If so, let me assure you, a million times over, you are not alone:)
If we are being realistic, we all do from time to time.
I have noticed in my own journey that it seems to come and go. I cycle through highs and lows, feelings of success and failure, joy and pain, happiness and sadness. I have been told that this is normal. That this is known as “the experience of being human”. So there you are…a little perspective is good for the soul, right?!
But still, I hit the lowest low yesterday.
Looking back, it’s actually quite humorous (I can say that today. I couldn’t say it yesterday).
It all started yesterday morning as I was in a rush to get out the door, and forgot to have my morning coffee.
I was in caffeine withdrawal from about 11am onwards. My headache got worse and worse throughout the day, to the point where I was almost in tears anyway, because the physical pain was so unbearable.
I was sitting in Jake’s room, head in my hands, attempting to muster up enough energy to change his diaper. He came in, and I found just enough strength to pull him over to me, in order to begin the changing process. He got mad (he hates getting his diaper changed, and always throws a fit about it) and flung his body forward in protest. Hard. Right into my face. With such force that my eyes started watering.
I think that was what did it. I mean, come on, my eyes were already watering. I was well on my way there. So, I just let loose and turned on the waterworks. In the blink of an eye, I went from dedicated, loyal mother who was just trying to change a diaper, to sniffling, blubbering mess.
I was crying because my head hurt.
I was crying because I have been feeling like I’m not doing enough for my boys lately.

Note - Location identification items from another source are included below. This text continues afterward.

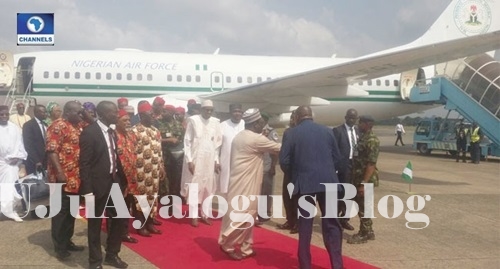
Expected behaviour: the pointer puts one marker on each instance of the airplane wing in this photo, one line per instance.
(313, 87)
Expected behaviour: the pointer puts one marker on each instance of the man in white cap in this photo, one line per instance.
(230, 128)
(247, 158)
(202, 142)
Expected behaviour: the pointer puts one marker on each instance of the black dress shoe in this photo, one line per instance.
(73, 247)
(62, 255)
(115, 261)
(232, 255)
(347, 226)
(129, 239)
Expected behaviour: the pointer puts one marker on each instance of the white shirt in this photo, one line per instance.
(111, 152)
(351, 137)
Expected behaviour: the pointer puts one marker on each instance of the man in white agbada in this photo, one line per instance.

I was crying because I’m pregnant and hormonal, and although my pregnancy hormones usually manifest themselves in bursts of irrational anger, they decided to switch it up and manifest themselves as unexplainable weeping.
I was crying because I’ve never had a 2 year old before, and I don’t know a thing about discipline, let alone discipline for a 2 year old who has Down syndrome.
I was crying because Jake is the pickiest eater alive and I am dead tired of fighting with him every meal.
I was crying because I just felt like a failure.
What happened next was amazing.
Jake, who evidently had no idea what to do with his blubbering mommy, burst out laughing!! He stood in front of me, and laughed and laughed; the deep, all-consuming belly laugh that he only does when he thinks something is incredibly humorous. And then he put his arms out and hugged me.
Cole walked in a couple of seconds later, took one look at me, and started kissing my face repeatedly.
And in that split second of laughter, hugs, and kisses, I knew.
I’m not a failure. I’m a mom. And it will be okay.